- Theatrical release poster
- Directed by: Curro Velázquez
- Screenplay by: Curro Velázquez
- Produced by: Juan Gordon
- Starring: Dani Rovira; Cassandra Ciangherotti; Ernesto Sevilla; Omar Chaparro; María Hervás; Juan Manuel Montilla "Langui"; Antonio Resines; Marta Fernández Muro; Tito Valverde; Leo Harlem;
- Cinematography: Néstor Calvo Pichardo
- Music by: Vanessa Garde
- Production company: Morena Films
- Distributed by: Buena Vista International
- Release dates: 11 July 2024 (Badajoz); 9 August 2024 (Spain);
- Country: Spain
- Language: Spanish

= Cuerpo escombro =

Cuerpo escombro is a 2024 Spanish comedy film directed by Curro Velázquez. It stars Dani Rovira alongside Cassandra Ciangherotti, Ernesto Sevilla, El Langui and María Hervás.

== Plot ==
Advised by brother Fermín, robotic engineer at a low ebb Javi impersonates a disabled person with cerebral palsy to get a job, falling for his new boss.

== Production ==
Cuerpo escombro is a Morena Films production and it had the participation of RTVE, and Prime Video, backing from ICAA, and the endorsement of the Spanish Committee of Representatives of People with Disabilities (CERMI). It was shot in Bilbao.

== Release ==
The film had its world premiere at the Teatro López de Ayala during the 30th Badajoz Iberian Film Festival in July 2024. It is scheduled to be released theatrically in Spain on 9 August 2024 by Buena Vista International.

== Reception ==
Enid Román Almansa of Cinemanía rated the film 3 out of 5 stars, writing that "funny and with tender moments, it achieves what it sets out to do".
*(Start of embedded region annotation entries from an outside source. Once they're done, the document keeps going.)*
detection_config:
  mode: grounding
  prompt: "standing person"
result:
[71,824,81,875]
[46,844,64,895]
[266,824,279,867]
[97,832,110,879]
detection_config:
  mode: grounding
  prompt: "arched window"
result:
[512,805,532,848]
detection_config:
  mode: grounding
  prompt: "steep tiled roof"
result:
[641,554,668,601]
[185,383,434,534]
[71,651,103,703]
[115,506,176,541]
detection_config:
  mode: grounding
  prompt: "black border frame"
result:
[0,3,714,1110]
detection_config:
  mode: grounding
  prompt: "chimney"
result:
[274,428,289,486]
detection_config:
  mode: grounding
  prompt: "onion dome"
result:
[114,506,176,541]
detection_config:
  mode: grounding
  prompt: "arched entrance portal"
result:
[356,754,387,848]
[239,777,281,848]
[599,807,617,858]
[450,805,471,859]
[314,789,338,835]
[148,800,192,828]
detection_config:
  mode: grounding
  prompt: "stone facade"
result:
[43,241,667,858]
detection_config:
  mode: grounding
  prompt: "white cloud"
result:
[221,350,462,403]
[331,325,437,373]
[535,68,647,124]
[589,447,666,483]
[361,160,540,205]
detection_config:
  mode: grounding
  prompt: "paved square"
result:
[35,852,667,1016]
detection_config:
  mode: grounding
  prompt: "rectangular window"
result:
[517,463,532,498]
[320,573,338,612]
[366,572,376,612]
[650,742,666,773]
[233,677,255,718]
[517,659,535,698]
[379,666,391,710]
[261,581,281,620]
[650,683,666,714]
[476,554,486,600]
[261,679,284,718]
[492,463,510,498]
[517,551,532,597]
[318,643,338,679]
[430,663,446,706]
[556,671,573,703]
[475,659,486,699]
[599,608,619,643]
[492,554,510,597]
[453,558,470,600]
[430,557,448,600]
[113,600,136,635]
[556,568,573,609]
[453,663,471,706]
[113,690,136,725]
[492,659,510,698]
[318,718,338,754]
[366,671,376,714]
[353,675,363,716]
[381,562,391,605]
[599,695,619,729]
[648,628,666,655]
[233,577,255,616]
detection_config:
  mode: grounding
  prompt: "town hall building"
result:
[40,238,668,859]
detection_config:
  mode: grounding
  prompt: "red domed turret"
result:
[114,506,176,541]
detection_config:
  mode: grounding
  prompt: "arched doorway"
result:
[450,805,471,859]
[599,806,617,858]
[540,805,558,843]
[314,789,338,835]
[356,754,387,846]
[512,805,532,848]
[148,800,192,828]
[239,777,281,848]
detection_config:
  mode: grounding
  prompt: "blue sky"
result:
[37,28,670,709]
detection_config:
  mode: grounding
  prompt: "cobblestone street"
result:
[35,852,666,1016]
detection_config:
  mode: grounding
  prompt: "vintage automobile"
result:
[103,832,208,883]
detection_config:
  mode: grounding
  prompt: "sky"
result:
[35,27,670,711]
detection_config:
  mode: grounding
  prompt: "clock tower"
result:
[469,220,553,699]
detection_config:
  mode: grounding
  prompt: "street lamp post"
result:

Raquel Hernández Luján of HobbyConsolas gave Cuerpo escombro 45 points ('bad') considering that it would have done the film a lot of good to embrace black comedy rather than diving into a romantic comedy full of platitudes and genre clichés.

Pablo Vázquez of Fotogramas rated the film 3 out of 5 stars, citing the Rovira/Sevilla duo and the "queen" Hervás as the best thing about the film, while mentioning the "dumb" work-related subplot as the film's worst.